Last week, “The selloff in Chinese stocks went from an orderly pullback to a full-blown panic…after China told its for-profit education companies that they would have to become nonprofits,” reported Ben Levisohn of Barron’s.
The Securities and Exchange Commission responded by announcing that it would stop processing registrations of U.S. IPOs and other sales of securities by Chinese companies until specific requirements were met.
The Shanghai Composite Index finished the week lower, as did major U.S. stock indices, reported Barron’s. The yield on 10-year U.S. Treasuries closed lower, too.
Last week, the National Bureau of Economic Research (NBER) finally announced the official dates for the recession that occurred in 2020. Economic activity peaked in February 2020 and bottomed in April 2020. That makes the pandemic recession the shortest in American history.

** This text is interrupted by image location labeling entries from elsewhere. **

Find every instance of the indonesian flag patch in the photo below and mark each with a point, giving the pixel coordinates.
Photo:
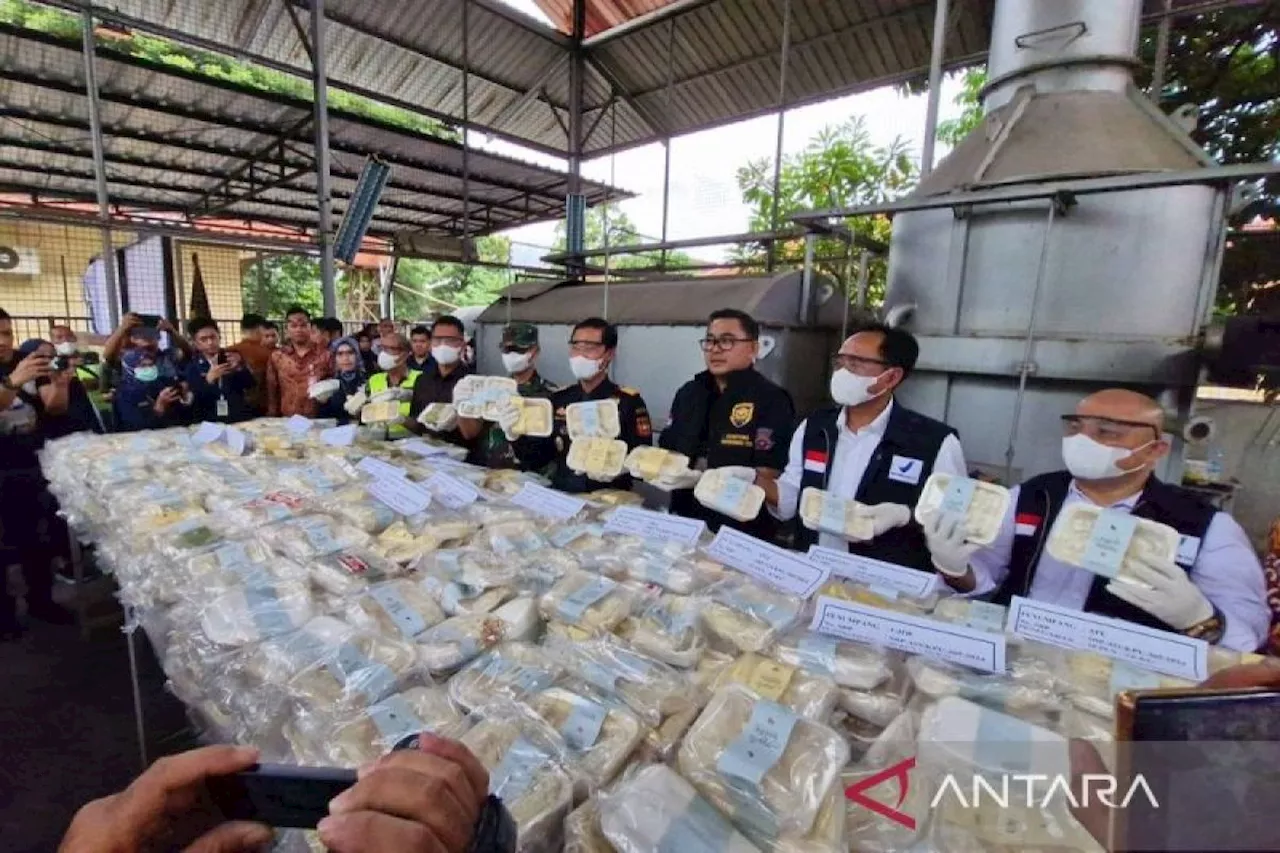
(816, 461)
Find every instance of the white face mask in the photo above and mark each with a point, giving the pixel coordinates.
(850, 389)
(1088, 460)
(516, 361)
(584, 368)
(444, 355)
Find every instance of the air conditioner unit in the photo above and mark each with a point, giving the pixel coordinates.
(16, 260)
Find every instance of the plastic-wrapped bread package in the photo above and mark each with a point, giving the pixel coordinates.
(1109, 542)
(670, 630)
(535, 416)
(593, 419)
(439, 418)
(983, 505)
(583, 833)
(965, 739)
(458, 641)
(850, 665)
(590, 602)
(730, 496)
(351, 570)
(1095, 680)
(525, 760)
(256, 612)
(648, 687)
(512, 671)
(312, 536)
(800, 692)
(764, 766)
(394, 607)
(746, 615)
(648, 463)
(823, 511)
(357, 507)
(600, 459)
(350, 740)
(398, 543)
(657, 810)
(361, 669)
(600, 737)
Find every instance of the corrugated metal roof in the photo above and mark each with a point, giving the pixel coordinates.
(723, 55)
(174, 137)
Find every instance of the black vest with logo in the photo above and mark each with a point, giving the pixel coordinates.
(908, 436)
(1041, 498)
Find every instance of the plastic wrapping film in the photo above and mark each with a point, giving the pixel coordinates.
(657, 810)
(766, 767)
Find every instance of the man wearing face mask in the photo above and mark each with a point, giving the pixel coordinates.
(1214, 589)
(519, 359)
(593, 345)
(868, 448)
(394, 373)
(731, 418)
(440, 375)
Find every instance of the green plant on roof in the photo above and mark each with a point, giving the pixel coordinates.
(243, 74)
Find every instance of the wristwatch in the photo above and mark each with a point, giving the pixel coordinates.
(496, 830)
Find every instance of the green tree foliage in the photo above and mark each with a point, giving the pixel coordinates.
(434, 287)
(622, 232)
(1226, 64)
(840, 167)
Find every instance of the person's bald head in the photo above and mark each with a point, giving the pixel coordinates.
(1121, 405)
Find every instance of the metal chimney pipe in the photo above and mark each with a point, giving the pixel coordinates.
(1061, 45)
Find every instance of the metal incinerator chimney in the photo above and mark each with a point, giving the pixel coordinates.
(1028, 297)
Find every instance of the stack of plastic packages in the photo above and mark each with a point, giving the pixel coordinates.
(625, 693)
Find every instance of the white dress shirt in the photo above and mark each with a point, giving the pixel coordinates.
(1226, 570)
(848, 466)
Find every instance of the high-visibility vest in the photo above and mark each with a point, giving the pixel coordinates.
(378, 383)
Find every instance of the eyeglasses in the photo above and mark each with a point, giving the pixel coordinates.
(1105, 429)
(723, 343)
(853, 364)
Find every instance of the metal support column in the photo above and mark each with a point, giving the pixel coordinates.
(324, 196)
(931, 113)
(782, 113)
(104, 201)
(1161, 65)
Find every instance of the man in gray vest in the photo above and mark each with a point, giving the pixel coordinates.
(1212, 588)
(869, 448)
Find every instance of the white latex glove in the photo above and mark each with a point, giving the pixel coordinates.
(685, 479)
(393, 395)
(737, 471)
(508, 416)
(1169, 593)
(355, 402)
(886, 516)
(944, 533)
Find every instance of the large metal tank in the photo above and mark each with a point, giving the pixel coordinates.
(1023, 308)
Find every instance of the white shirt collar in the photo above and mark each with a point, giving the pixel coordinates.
(1128, 503)
(874, 428)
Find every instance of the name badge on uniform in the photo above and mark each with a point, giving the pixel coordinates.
(906, 470)
(1188, 548)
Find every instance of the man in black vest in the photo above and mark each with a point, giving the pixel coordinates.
(869, 448)
(1212, 589)
(730, 416)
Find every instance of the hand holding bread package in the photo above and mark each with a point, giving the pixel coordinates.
(626, 696)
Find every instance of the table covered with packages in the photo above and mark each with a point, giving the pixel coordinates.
(631, 682)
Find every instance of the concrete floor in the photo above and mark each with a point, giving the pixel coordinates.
(67, 730)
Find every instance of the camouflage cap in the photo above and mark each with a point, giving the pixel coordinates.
(520, 334)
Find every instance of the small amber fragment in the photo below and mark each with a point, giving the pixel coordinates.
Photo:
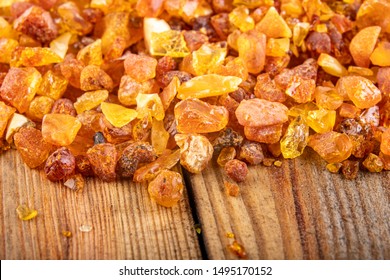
(195, 116)
(167, 188)
(195, 151)
(25, 213)
(60, 129)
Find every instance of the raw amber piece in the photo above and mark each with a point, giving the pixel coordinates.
(331, 65)
(264, 134)
(39, 106)
(140, 67)
(295, 139)
(90, 100)
(20, 86)
(25, 213)
(195, 151)
(240, 18)
(273, 25)
(94, 78)
(321, 120)
(150, 104)
(331, 146)
(226, 154)
(167, 188)
(37, 23)
(30, 144)
(118, 115)
(362, 92)
(60, 129)
(6, 113)
(159, 136)
(103, 159)
(207, 86)
(251, 47)
(260, 112)
(363, 44)
(381, 55)
(91, 54)
(150, 170)
(195, 116)
(53, 85)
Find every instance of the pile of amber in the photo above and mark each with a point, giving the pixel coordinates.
(127, 88)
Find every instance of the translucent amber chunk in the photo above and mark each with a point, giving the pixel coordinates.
(273, 25)
(25, 213)
(362, 92)
(332, 146)
(60, 129)
(118, 115)
(260, 112)
(20, 86)
(30, 144)
(195, 116)
(195, 151)
(208, 85)
(363, 44)
(295, 139)
(90, 100)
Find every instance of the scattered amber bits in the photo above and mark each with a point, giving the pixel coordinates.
(130, 88)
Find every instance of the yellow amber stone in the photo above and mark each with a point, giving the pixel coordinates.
(53, 85)
(241, 19)
(118, 115)
(277, 47)
(168, 43)
(91, 54)
(7, 47)
(296, 138)
(90, 100)
(150, 104)
(60, 129)
(159, 136)
(273, 25)
(208, 85)
(321, 120)
(381, 55)
(331, 65)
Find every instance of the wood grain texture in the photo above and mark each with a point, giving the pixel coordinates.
(297, 211)
(126, 223)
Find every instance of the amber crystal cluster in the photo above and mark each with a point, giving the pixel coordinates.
(128, 89)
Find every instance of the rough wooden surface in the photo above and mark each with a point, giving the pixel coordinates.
(298, 211)
(126, 223)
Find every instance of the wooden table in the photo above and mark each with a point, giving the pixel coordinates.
(297, 211)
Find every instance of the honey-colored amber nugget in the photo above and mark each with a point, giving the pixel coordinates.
(60, 129)
(6, 113)
(196, 116)
(30, 144)
(20, 86)
(94, 78)
(37, 23)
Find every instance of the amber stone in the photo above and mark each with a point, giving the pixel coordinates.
(195, 151)
(30, 144)
(331, 146)
(20, 86)
(196, 116)
(167, 188)
(60, 129)
(103, 158)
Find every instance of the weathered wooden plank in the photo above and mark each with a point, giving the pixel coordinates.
(298, 211)
(126, 223)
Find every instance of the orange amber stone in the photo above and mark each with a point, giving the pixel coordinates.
(30, 144)
(196, 116)
(60, 129)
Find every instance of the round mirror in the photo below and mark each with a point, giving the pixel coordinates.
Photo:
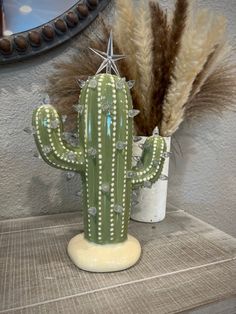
(30, 27)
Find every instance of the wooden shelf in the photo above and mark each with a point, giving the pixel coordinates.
(185, 264)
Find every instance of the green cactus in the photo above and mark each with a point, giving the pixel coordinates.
(103, 156)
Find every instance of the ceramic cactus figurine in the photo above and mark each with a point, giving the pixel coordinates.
(104, 160)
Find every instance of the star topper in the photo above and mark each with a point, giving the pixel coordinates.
(109, 58)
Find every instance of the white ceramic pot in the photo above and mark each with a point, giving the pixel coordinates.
(150, 203)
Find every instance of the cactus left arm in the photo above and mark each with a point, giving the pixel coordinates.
(152, 161)
(48, 137)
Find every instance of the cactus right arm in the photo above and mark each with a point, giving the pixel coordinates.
(152, 161)
(48, 137)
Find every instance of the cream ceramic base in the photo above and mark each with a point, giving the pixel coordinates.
(103, 258)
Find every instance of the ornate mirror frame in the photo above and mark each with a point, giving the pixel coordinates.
(47, 36)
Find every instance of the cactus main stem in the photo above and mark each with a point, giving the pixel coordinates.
(105, 126)
(104, 156)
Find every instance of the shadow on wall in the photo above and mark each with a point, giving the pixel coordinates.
(54, 198)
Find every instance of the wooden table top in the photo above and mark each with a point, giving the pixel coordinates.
(185, 264)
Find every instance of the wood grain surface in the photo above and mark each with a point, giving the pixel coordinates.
(185, 264)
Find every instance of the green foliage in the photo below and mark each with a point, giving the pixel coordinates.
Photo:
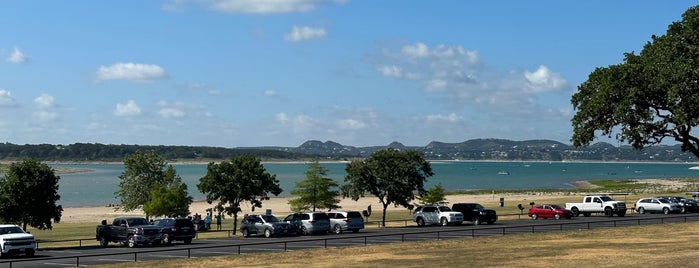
(243, 178)
(169, 196)
(141, 173)
(393, 176)
(28, 195)
(648, 97)
(434, 195)
(316, 191)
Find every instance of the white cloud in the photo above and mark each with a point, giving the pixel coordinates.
(171, 110)
(45, 116)
(267, 6)
(44, 101)
(544, 80)
(451, 118)
(130, 71)
(417, 51)
(6, 99)
(128, 109)
(17, 56)
(171, 113)
(352, 124)
(304, 33)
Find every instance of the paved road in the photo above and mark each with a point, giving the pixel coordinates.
(216, 247)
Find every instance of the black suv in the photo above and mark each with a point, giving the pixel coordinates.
(476, 213)
(176, 229)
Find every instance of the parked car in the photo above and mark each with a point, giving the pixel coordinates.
(266, 225)
(310, 222)
(549, 211)
(688, 205)
(476, 213)
(341, 221)
(657, 205)
(176, 229)
(14, 240)
(436, 214)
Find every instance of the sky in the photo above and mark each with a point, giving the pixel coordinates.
(241, 73)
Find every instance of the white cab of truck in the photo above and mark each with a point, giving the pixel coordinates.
(598, 204)
(14, 240)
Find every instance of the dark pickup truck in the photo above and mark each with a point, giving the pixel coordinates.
(131, 231)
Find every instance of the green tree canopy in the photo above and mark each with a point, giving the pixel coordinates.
(434, 195)
(28, 195)
(649, 97)
(316, 191)
(169, 196)
(393, 176)
(242, 179)
(141, 173)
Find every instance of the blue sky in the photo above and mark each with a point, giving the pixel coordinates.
(237, 73)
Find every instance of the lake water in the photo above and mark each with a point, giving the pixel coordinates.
(97, 187)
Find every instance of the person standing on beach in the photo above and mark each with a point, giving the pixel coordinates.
(218, 221)
(207, 221)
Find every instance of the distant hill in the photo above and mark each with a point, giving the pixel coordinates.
(476, 149)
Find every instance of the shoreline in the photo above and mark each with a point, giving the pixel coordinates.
(280, 207)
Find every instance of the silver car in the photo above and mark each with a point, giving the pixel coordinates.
(341, 221)
(310, 222)
(266, 225)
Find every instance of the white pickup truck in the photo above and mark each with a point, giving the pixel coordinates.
(598, 204)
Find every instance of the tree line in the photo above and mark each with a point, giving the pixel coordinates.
(395, 177)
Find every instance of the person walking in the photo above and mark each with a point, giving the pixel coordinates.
(218, 221)
(207, 221)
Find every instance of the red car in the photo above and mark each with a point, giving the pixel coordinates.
(549, 211)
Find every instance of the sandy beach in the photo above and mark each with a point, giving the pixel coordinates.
(280, 206)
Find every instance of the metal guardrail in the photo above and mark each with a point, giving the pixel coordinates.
(438, 234)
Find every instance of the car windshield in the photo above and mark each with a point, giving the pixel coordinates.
(270, 218)
(11, 230)
(134, 222)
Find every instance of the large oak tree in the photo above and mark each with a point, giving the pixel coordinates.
(393, 176)
(241, 179)
(649, 97)
(28, 195)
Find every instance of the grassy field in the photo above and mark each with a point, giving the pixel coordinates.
(668, 245)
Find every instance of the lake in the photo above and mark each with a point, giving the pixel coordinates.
(97, 187)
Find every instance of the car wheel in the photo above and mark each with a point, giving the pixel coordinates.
(575, 211)
(131, 242)
(166, 239)
(337, 229)
(103, 242)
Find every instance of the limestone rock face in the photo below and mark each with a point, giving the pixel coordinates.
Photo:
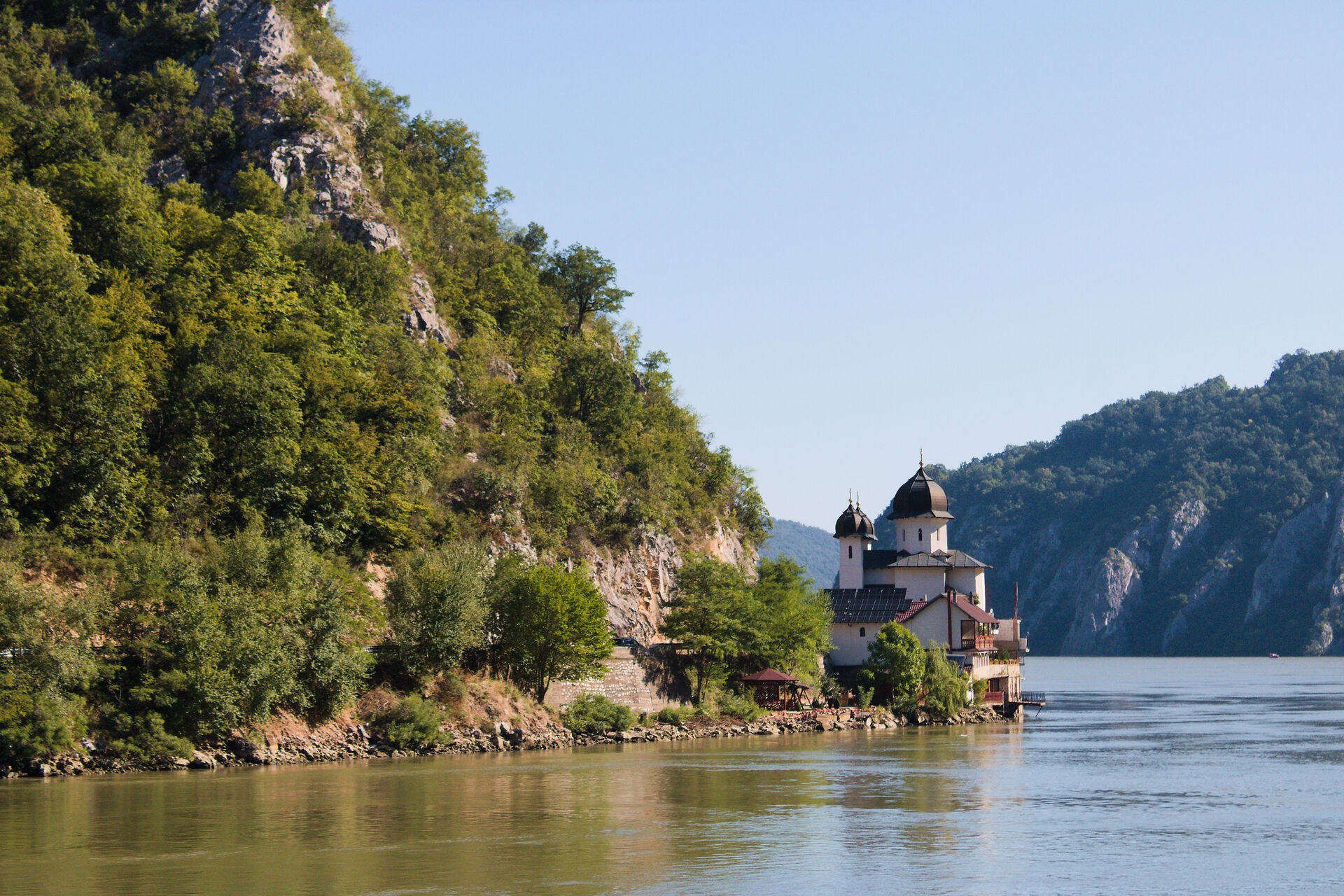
(1291, 546)
(638, 580)
(1208, 586)
(636, 583)
(1187, 580)
(1184, 532)
(253, 69)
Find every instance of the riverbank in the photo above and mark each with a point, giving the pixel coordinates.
(289, 742)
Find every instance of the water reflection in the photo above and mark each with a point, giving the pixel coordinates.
(1142, 776)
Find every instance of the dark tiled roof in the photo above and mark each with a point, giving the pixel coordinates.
(920, 496)
(962, 559)
(876, 605)
(972, 610)
(886, 558)
(879, 558)
(768, 675)
(855, 522)
(962, 603)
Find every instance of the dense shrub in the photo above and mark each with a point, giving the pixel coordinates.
(412, 723)
(436, 605)
(672, 716)
(594, 713)
(736, 706)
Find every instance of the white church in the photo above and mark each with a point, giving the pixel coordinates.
(924, 584)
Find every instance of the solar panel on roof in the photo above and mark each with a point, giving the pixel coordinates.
(869, 605)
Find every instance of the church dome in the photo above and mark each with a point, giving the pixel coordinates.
(920, 496)
(855, 522)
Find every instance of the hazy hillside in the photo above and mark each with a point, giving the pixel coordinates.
(812, 547)
(1205, 522)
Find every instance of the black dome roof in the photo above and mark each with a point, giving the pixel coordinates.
(920, 496)
(854, 522)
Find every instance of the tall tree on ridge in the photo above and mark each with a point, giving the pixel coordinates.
(587, 282)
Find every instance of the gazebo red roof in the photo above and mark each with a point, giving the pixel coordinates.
(768, 675)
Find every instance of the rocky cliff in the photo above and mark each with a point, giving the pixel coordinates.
(1160, 527)
(257, 70)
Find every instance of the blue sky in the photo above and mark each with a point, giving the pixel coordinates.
(866, 229)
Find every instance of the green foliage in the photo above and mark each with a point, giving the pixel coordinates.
(944, 685)
(672, 716)
(792, 618)
(895, 662)
(436, 605)
(710, 615)
(206, 387)
(412, 723)
(738, 706)
(550, 625)
(809, 546)
(218, 638)
(587, 282)
(45, 665)
(781, 621)
(594, 713)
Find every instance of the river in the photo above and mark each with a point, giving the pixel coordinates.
(1140, 777)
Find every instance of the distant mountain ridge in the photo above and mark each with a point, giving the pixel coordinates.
(1203, 522)
(811, 547)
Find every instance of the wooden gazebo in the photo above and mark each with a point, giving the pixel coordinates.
(774, 690)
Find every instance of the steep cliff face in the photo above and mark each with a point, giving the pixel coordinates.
(257, 70)
(1179, 583)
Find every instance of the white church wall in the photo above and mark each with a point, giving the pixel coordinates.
(930, 624)
(923, 535)
(851, 564)
(920, 582)
(968, 580)
(881, 575)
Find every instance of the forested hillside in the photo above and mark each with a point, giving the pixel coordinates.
(1205, 522)
(261, 327)
(813, 548)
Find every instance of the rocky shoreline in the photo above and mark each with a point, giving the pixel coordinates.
(339, 742)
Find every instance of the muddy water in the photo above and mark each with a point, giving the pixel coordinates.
(1140, 777)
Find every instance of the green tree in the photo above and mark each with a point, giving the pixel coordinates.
(793, 617)
(587, 282)
(436, 603)
(711, 614)
(895, 660)
(944, 682)
(552, 626)
(46, 665)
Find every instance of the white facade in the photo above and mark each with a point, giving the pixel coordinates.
(851, 643)
(921, 535)
(968, 580)
(851, 561)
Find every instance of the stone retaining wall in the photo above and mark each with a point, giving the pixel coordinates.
(645, 681)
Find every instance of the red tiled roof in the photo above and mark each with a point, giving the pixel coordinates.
(768, 675)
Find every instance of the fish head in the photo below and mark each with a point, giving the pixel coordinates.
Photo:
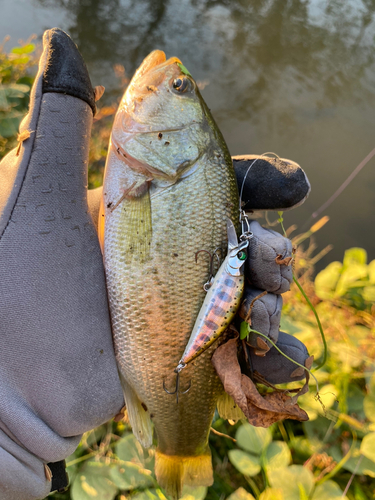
(161, 128)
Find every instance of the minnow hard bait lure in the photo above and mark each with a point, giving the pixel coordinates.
(222, 300)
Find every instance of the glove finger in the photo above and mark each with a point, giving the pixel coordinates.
(274, 367)
(271, 183)
(58, 370)
(262, 311)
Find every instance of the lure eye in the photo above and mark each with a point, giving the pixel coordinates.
(182, 84)
(242, 255)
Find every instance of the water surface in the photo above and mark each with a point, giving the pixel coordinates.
(294, 77)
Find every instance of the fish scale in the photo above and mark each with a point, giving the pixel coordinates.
(155, 285)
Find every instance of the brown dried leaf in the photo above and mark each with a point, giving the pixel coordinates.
(298, 372)
(260, 411)
(120, 415)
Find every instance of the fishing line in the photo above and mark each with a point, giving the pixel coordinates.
(344, 185)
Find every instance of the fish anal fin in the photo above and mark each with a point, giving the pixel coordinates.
(139, 418)
(174, 471)
(228, 409)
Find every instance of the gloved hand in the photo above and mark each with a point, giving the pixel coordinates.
(58, 375)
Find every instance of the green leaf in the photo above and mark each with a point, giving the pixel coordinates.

According to the NBER, “The recent downturn had different characteristics and dynamics than prior recessions. Nonetheless, the committee concluded that the unprecedented magnitude of the decline in employment and production, and its broad reach across the entire economy, warranted the designation of this episode as a recession, even though the downturn was briefer than earlier contractions.”
Since then, the United States’ economy has accelerated like a sports car on the German Autobahn, leading the developed world in the race toward economic recovery. A gradual slowdown was inevitable. However, three obstacles in the road may result in a sharp deceleration, reported The Economist.
#1. Inflation. A shortage of goods triggered inflation. Consumers have noted some price hikes, although others are less clear obvious. Makers of cereal, snacks, candy, and other products, are offering unchanged packages, priced as usual, that hold smaller quantities of product, reported Axios. The technique is known as shrinkflation.
#2. The end of pandemic policies. Enhanced unemployment benefits end in September, and the national moratorium on evictions ends in late July. The latter was the first of its kind and no one is certain how unwinding it will affect the economy, reported The Economist. Almost 36 percent of adults living in households that are behind on rent or mortgage payments, according to the latest Household Pulse Survey. We could see a housing boom and a housing crisis simultaneously.
#3. Spread of the Delta variant. The average number of coronavirus cases is up more than 180 percent over the last two weeks. “In the near term, the economic impact of the new wave of the pandemic in the U.S. could hinge on whether governments ratchet up restrictions intended to curb the virus’ spread.” reported Josh Nathan-Kazis of Barron’s.
While risks to economic growth persist, the earnings of publicly traded companies are strong. So far, 24 percent of the companies in the Standard & Poor’s (S&P) 500 Index have reported second quarter earnings. Year-to-year blended earnings growth has been stellar, in part, because of how bad things were during the second quarter of last year, reported John Butters of FactSet.
Net profit margins, which could have been trimmed by inflation, are currently 12.4 percent. That’s the second highest level since FactSet began tracking data in 2008. Analysts anticipate profit margins will average 12 percent through the end of 2021.
Last week, major U.S. stock indices finished higher, reported Ben Levisohn of Barron’s. The yield on 10-year U.S. Treasuries closed higher, too.